Das Rezept habe ich bei Lorraine Pascale gefunden – von der ich schon mal den köstlichen Oreo-Kuchen nachgebacken habe. Sie verfeinert den Damper mit Rosmarin und Oliven, ziemlich mediterran, deshalb der Titel. Ich habe den Teig wie Lorraine Im Backofen gebacken und nicht wie im Outback üblich in der Asche. Für den rauchigen Geschmack habe ich das Brot jedoch noch etwas auf den Grill gelegt.

Dazu hat Y. Hähnchenplätzli gegrillt, die ich nach Bill Granger gewürzt und dann mit dem Damper zu einer Art Burger zusammengebaut habe. Den Burger noch etwas mit der neuen scharfen Grillsauce gewürzt.

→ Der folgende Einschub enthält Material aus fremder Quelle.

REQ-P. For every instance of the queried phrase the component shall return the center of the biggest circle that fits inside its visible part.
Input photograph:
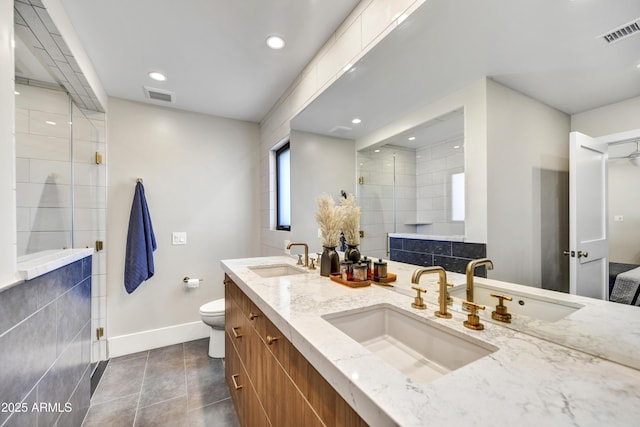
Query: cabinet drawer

Mediterraner Damper Chicken Burger

Voilà – nicht ganz echt australisch aber trotzdem köstlich!

Mediterraner Damper

Mediterraner Damper

Rezept reicht für: 1 kleiner Laib

Das Brot der australischen Ureinwohner, eigentlich in Asche gebacken – geht aber auch im Backofen.

Zutaten

  • 150 g Dinkelmehl
  • 150 g Weizenmehl
  • 8 g Backpulver
  • 1/2 TL Salz
  • 2 Zweiglein Rosmarin, fein gehackt
  • 150 g Wasser
  • 50 g grüne Oliven, grob gehackt

Zubereitung

  1. Backofen auf 200 C aufheizen.
  2. Mehle, Backpulver, Salz und Rosmarin mischen.
  3. Wasser dazugiessen mit einer Kelle zusammenrühren, dann mit den Händen zu einem glatten Teig kneten.
  4. Teig flach drücken, Oliven darauf verteilen und dann in den Teig kneten.
  5. Teig zu einer Kugelformen mit dem Kellenstiel 2 x bis auf den Boden übers Kreuz eindrücken.
  6. Damper für 35 Minuten in der unteren Hälfte backen. Der Laib muss hohl klingen, wenn man darauf klopft.
  7. Damper am besten lauwarm servieren.

Rezept druckenInspiration: Lorraine Pascale

8 Jahre Blog-Event - Down Under im kochtopf plus Verlosung (Einsendeschluss 15. Mai 2013)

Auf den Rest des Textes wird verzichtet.